Insomnia symptoms by DE sub-group classification
All individual ISI endpoints (mean) were higher in the HOP group compared to the LOP and control groups, with significant differences between the groups with regards to most insomnia metrics (Table 2). Of note, clinically significant insomnia (total score ≥ 15) was found in the majority of individuals in the HOP (61%) group but in lower frequencies in the LOP (41%) and control groups (18%), p-value<0.0005 (Figure 1).
Table 2.
Insomnia symptoms in study sample by clusters
| DE symptoms, High Ocular Pain* (N=49) |
DE symptoms, Low Ocular Pain* (N=104) |
No DE symptoms (N=34) |
|
|---|---|---|---|
| ISI items, mean (SD) | |||
| Difficulty falling asleep | 2.0 (1.4)a | 1.7 (1.3)a | 1.0 (1.1) |
| Difficulty staying asleep | 2.3 (1.5)a,b | 1.9 (1.3)a | 1.3 (1.3) |
| Waking up too early | 2.1 (1.4)a,b | 1.5 (1.4) | 1.2 (1.5) |
| Sleep pattern satisfaction | 2.7 (1.3)a | 2.3 (1.3)a | 1.6 (1.2) |
| Interference with daily functioning | 2.5 (1.4)a,b | 1.8 (1.4)a | 0.8 (1.1) |
| Others notice sleeping problem | 2.2 (1.5)a,b | 1.4 (1.3)a | 0.7 (1.1) |
| Worried about sleep problem | 2.2 (1.5)a,b | 1.5 (1.4)a | 0.8 (1.2) |
| Total score (range 0–28) | 16.0 (8.4)a,b | 12.1 (8.0)a | 7.3 (7.3) |
| Insomnia (ISI≥ 15†, %) (n) | 30 (61%)a,b | 43 (41%)a | 6 (18%) |
ISI=Insomnia severity index; SD=standard deviation;
Symptoms of DE defined as DEQ5≥6; Ocular pain status defined by cluster analysis;
Significantly different (p<0.05) from no DE symptom group
Significantly different (p<0.05) from Low Ocular Pain group
Clinically significant insomnia symptoms
Figure 1.
Bar graph demonstrating higher mean insomnia scores in those with dry eye symptoms and High Ocular Pain as compared to those with dry eye symptoms and Low Ocular pain and those without dry eye symptoms (controls).

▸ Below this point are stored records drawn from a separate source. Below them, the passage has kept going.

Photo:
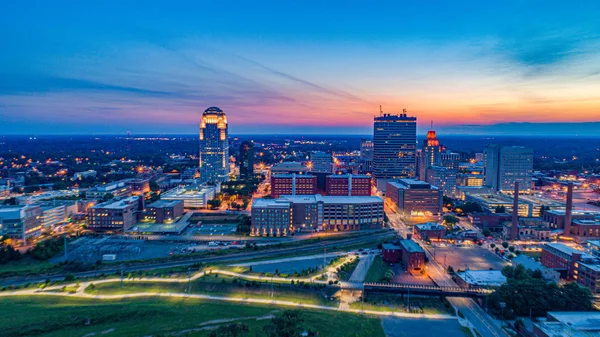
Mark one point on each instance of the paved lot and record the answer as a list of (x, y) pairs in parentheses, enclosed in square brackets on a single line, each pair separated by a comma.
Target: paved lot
[(468, 256), (410, 327)]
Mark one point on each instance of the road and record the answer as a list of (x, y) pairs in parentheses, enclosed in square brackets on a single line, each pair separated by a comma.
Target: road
[(188, 262), (472, 312)]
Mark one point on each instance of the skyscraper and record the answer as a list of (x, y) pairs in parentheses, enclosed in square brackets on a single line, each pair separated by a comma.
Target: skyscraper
[(394, 146), (246, 159), (506, 165), (429, 154), (214, 146)]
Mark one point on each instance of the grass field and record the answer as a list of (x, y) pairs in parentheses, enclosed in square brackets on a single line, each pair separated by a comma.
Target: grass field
[(223, 286), (376, 271), (58, 316)]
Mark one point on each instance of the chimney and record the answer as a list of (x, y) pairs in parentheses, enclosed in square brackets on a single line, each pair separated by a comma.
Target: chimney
[(568, 210), (514, 230)]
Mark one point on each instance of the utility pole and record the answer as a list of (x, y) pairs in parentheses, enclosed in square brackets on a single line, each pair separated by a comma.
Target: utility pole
[(66, 253), (121, 275)]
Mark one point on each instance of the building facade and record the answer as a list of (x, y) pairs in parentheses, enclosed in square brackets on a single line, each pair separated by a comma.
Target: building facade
[(394, 146), (246, 160), (115, 215), (506, 165), (414, 197), (214, 146), (348, 184), (293, 184)]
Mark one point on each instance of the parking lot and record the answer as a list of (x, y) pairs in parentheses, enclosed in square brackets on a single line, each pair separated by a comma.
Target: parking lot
[(462, 256)]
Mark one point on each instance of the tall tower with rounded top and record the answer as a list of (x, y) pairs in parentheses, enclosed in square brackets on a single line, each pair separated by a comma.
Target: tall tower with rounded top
[(214, 146)]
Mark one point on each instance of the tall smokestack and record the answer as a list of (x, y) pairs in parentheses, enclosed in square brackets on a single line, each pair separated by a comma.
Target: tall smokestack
[(514, 230), (569, 211)]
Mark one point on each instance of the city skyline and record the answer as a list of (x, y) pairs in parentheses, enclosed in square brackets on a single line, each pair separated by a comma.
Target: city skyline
[(472, 68)]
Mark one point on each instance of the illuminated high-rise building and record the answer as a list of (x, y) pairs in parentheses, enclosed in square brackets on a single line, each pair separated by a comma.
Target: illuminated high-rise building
[(394, 146), (214, 146), (429, 154)]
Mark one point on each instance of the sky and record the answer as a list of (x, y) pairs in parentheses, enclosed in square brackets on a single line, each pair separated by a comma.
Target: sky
[(301, 67)]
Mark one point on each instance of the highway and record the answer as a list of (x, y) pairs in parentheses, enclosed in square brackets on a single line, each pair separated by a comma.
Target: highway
[(479, 319), (188, 262)]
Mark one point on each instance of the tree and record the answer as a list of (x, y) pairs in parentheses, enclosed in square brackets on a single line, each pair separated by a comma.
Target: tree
[(451, 220), (231, 330), (288, 324)]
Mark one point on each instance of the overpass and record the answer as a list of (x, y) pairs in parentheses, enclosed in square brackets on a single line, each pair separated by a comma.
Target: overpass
[(416, 289)]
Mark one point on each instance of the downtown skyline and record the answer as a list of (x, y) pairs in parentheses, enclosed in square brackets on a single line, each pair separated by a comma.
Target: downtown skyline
[(472, 68)]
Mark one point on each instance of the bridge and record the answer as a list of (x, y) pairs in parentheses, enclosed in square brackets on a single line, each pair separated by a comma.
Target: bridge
[(416, 289)]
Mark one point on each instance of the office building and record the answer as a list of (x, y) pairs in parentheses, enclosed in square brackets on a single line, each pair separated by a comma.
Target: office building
[(429, 231), (193, 196), (394, 146), (293, 184), (20, 222), (214, 146), (414, 197), (444, 178), (348, 184), (429, 154), (115, 215), (315, 212), (506, 165), (320, 161), (366, 156), (246, 160), (163, 211)]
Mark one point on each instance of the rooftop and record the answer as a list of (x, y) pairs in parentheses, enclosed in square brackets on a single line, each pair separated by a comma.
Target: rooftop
[(411, 246), (164, 203), (489, 278), (118, 203)]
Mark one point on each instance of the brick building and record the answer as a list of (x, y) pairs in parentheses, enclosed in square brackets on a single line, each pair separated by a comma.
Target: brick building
[(348, 184), (293, 184)]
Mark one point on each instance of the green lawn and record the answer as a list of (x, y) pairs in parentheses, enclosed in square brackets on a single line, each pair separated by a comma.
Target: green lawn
[(376, 271), (211, 285), (58, 316)]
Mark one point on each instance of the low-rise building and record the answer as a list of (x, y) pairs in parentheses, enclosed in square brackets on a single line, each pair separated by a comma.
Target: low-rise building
[(480, 278), (193, 196), (572, 324), (429, 231), (21, 222), (293, 184), (414, 197), (163, 211), (115, 215), (413, 256), (317, 212), (348, 185)]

Correlations between insomnia and symptoms and signs of DE
All subjective metrics including “traditional” DE symptoms and ocular pain complaints were significantly and positively correlated with insomnia (ISI total score) (Figure 2). Most ocular surface findings, on the other hand, displayed no relationship to insomnia (Figures 3 and 4), with the exception of abnormal eyelid vascularity, which was found to associate with less insomnia (Table 3). To test the robustness of the relationship between DE symptoms and insomnia, we performed a forward stepwise logistic regression analysis that controlled for demographics (age, gender, race), medication use (anti-depressants, anxiolytics, analgesics), mental health (depression, PTSD, anxiety), medical co-morbidities (Charlson index, OSA), and ocular surface signs. When controlling for these co-morbidities, black race (odds ratio (OR) 2.7, 95% confidence interval (CI) 1.2–6.0, p=0.02), depression severity (PHQ9, OR=1.2, 95% CI 1.1–1.3, p<0.0005), and DE severity (DEQ5, OR 1.1, 95% CI 1.01–1.2, p=0.03), remained significantly associated with clinical insomnia (ISI≥15).
Figure 2.
Scatter plot demonstrating the positive relationship between dry eye symptoms (dry eye questionnaire 5 score) and insomnia (Insomnia Severity Index score).
Figure 3.
Scatter plot demonstrating no relationship between tear break up time and insomnia (Insomnia Severity Index score).
Figure 4.
Scatter plot demonstrating no relationship between tear production (Schirmers score) and insomnia (Insomnia Severity Index score).
Table 3.
Correlations between insomnia (ISI) and dry eye symptoms and ocular surface findings in this study sample
| Pearson r | Spearman rho | |
|---|---|---|
| ISI and Ocular Symptoms | ||
| DEQ5 (range 0–22) | 0.43* | 0.45* |
| OSDI (range 0–100) | 0.46* | 0.48* |
| Ocular pain intensity, averaged over past week (range 0–10) |
0.39* | 0.41* |
| Hot burning pain (0–10) | 0.22* | 0.28* |
| Sensitivity to wind (0–10) | 0.31* | 0.32* |
| Sensitivity to light (0–10) | 0.36* | 0.40* |
| ISI and Ocular Surface Findings | ||
| Tear osmolarity, mOsm/L | 0.09 | 0.03 |
| Tear film breakup time, seconds | −0.03 | −0.03 |
| Corneal staining, (0–15) | −0.07 | −0.12 |
| Schirmer’s test, mm of moisture | 0.001 | −0.02 |
| Eyelid vascularity, (0–3) | −0.21* | −0.20* |
| Meibum quality, (0–4) | −0.13 | −0.12 |
DEQ5=Dry Eye Questionnaire; OSDI=Ocular Surface Disease Index questionnaire
All numbers represent the more severe value in either eye
p<0.01
Discussion
To conclude, we found that both DE symptoms and ocular pain complaints were positively correlated with insomnia. Our data are in accordance with those of Ayaki et al21 who reported that DE severity correlated with the Pittsburgh Sleep Quality Index35, an instrument which primarily measures insomnia. Similar to this study where more than half of their eye clinic sample reported poor sleep quality, more than 60% of our patients with DE and ocular pain fulfilled insomnia syndrome criteria. Our data extends prior findings by adjusting not only for demographic and ophthalmologic factors but also for important medical and mental health comorbidities in a novel sample of US military veterans.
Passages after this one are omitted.